Website: www.canberra.edu.au/hr/health-safety/ergonomics/eye-exercises

Blinking produces tears that moisten and lubricate your eyes. You blink less often when working at a computer, with the result that long computer use causes dry eyes. Blink often to refresh the moisture in your eyes. You can use over-the-counter eye drops on the advice of your pharmacist or optometrist.

Check your glasses and contact lenses
They may need to be adjusted for computer work or you might want to buy glasses specifically for use with your computer.

If you do spend a lot of time each day at your computer, have regular eye exams to check that blurring, headaches and any other eye problems aren’t caused by a more serious condition.

Common signs of eyestrain from computer use

  • Sore, tired, burning or itching eyes
  • Watery eyes
  • Dry eyes
  • Blurred or double vision
  • Headache
  • Difficulty shifting focus between monitor and paper documents on your desk
  • Afterimages when you look away from the monitor
  • Increased sensitivity to light.

The sun

Australia has some of the highest skin cancer rates in the world: medical researchers are showing that ultraviolet (UV) light can also damage our eyes and that Australians, in particular, should protect their eyes from harm from both short-term and long-term exposure to UV.

While everyone risks eye damage from UV radiation, the risk is greater if you work outside or spend a lot of time surfing, swimming or skiing. UV radiation is most damaging to young children whose eyes are still developing: sun protection should become part of your child’s daily routine so that the healthy habit is carried into later life.

Ultraviolet light
Ultraviolet (UV) radiation is made up of invisible high energy rays from the sun, two of which are UVA and UVB, responsible for sunburn, skin cancer, eye damage and ageing of the skin. UVB is more damaging to the eye, but the best eye protection should screen out both types of UV radiation.

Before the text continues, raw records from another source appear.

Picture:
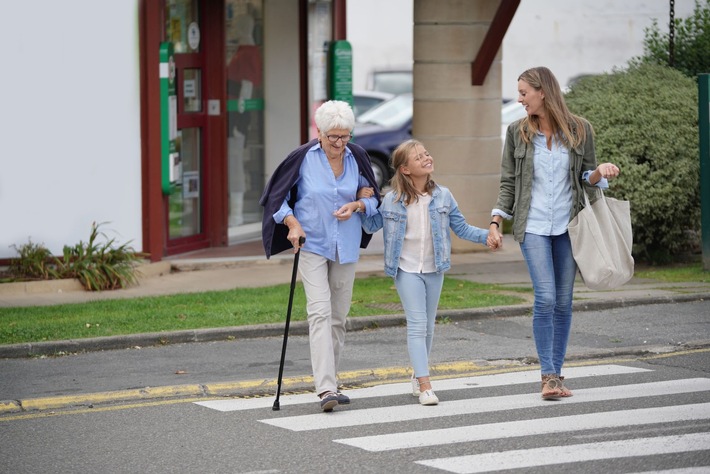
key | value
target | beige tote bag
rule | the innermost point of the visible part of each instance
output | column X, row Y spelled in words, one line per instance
column 601, row 242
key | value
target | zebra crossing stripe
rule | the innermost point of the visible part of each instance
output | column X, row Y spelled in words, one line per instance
column 575, row 453
column 463, row 434
column 413, row 411
column 386, row 390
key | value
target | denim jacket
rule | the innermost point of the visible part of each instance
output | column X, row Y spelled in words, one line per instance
column 444, row 214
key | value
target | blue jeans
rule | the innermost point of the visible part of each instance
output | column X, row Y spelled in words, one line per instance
column 552, row 271
column 419, row 293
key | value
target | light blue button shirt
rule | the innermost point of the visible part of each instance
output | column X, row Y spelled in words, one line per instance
column 552, row 190
column 320, row 194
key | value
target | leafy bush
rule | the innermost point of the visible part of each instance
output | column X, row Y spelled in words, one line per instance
column 34, row 263
column 646, row 120
column 691, row 43
column 98, row 266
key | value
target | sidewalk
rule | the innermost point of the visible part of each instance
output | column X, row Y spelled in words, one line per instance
column 244, row 266
column 147, row 369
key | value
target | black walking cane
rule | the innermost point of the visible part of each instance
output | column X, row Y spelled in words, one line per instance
column 301, row 241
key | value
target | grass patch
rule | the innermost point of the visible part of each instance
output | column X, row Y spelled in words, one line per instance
column 675, row 273
column 238, row 307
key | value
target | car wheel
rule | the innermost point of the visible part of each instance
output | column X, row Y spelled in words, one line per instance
column 381, row 170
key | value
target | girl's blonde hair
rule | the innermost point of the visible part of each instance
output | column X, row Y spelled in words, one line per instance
column 561, row 119
column 401, row 183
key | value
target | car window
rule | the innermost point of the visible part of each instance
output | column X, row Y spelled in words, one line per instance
column 390, row 113
column 363, row 104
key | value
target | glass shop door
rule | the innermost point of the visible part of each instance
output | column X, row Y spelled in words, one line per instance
column 186, row 205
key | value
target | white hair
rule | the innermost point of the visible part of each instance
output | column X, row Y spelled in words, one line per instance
column 334, row 114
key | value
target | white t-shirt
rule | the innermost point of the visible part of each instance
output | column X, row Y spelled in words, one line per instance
column 418, row 246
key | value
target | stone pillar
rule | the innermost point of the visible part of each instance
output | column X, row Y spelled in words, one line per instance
column 458, row 123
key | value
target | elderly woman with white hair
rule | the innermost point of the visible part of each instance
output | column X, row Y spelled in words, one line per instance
column 313, row 194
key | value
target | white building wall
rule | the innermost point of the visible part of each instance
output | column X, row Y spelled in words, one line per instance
column 570, row 37
column 70, row 127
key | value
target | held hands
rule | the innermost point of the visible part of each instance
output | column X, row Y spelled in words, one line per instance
column 346, row 212
column 608, row 170
column 495, row 238
column 365, row 193
column 295, row 233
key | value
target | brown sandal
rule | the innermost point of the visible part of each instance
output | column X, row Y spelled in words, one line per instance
column 551, row 387
column 565, row 391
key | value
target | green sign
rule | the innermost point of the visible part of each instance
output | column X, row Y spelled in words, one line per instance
column 340, row 71
column 169, row 153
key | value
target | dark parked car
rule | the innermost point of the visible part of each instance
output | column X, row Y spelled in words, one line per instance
column 385, row 126
column 381, row 129
column 366, row 100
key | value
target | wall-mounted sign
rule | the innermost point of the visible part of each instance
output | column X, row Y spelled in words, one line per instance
column 340, row 71
column 193, row 36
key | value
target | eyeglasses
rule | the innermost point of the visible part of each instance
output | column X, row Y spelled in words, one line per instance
column 335, row 138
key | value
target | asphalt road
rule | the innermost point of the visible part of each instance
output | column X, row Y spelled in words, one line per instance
column 637, row 414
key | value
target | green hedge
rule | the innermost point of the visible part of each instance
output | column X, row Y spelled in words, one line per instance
column 645, row 120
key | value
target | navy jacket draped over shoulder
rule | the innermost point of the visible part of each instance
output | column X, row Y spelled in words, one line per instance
column 283, row 180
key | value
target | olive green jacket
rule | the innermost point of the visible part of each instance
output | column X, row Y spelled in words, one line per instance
column 516, row 175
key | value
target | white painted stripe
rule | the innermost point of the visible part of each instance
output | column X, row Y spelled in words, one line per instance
column 386, row 390
column 463, row 434
column 525, row 458
column 414, row 411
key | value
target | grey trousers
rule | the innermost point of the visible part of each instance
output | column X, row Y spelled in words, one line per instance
column 329, row 288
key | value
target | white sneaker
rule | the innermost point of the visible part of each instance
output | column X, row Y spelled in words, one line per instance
column 427, row 397
column 415, row 386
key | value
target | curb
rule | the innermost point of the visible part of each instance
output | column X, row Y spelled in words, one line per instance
column 304, row 384
column 15, row 351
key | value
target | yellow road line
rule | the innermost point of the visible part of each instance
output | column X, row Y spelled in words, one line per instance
column 267, row 387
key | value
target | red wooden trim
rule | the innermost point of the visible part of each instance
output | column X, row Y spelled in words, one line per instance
column 491, row 43
column 215, row 135
column 154, row 231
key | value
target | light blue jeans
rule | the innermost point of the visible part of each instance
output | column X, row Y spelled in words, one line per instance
column 419, row 293
column 552, row 271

The accumulated damage of UV light over a long period can cause age-related macular degeneration and a number of serious eye disorders including cataract (cloudiness of your lens), pterygium (a fleshy growth on the cornea), cancer of the skin around the eye, and photokeratitis (sunburn of the cornea or snow blindness).

Short-term exposure can lead to pain, irritation and sensitivity to light.

Note: never look directly into the sun, even with sunglasses on, as the intensity of the light can damage your eyes.

You are susceptible to eye damage from UV radiation from above and by reflection from the ground, especially from surfaces such as water, snow and sand. The risk is greatest in the middle of the day from 10am to 3pm during the summer months.

UV levels increase as you get closer to the equator and at high altitudes, so good eye protection for skiing is as important as at the beach. There are also some medicines which make you more sensitive to UV radiation: follow your doctor’s instructions not to go in sunlight while on certain medication and wear sunglasses which absorb 100 per cent of UV.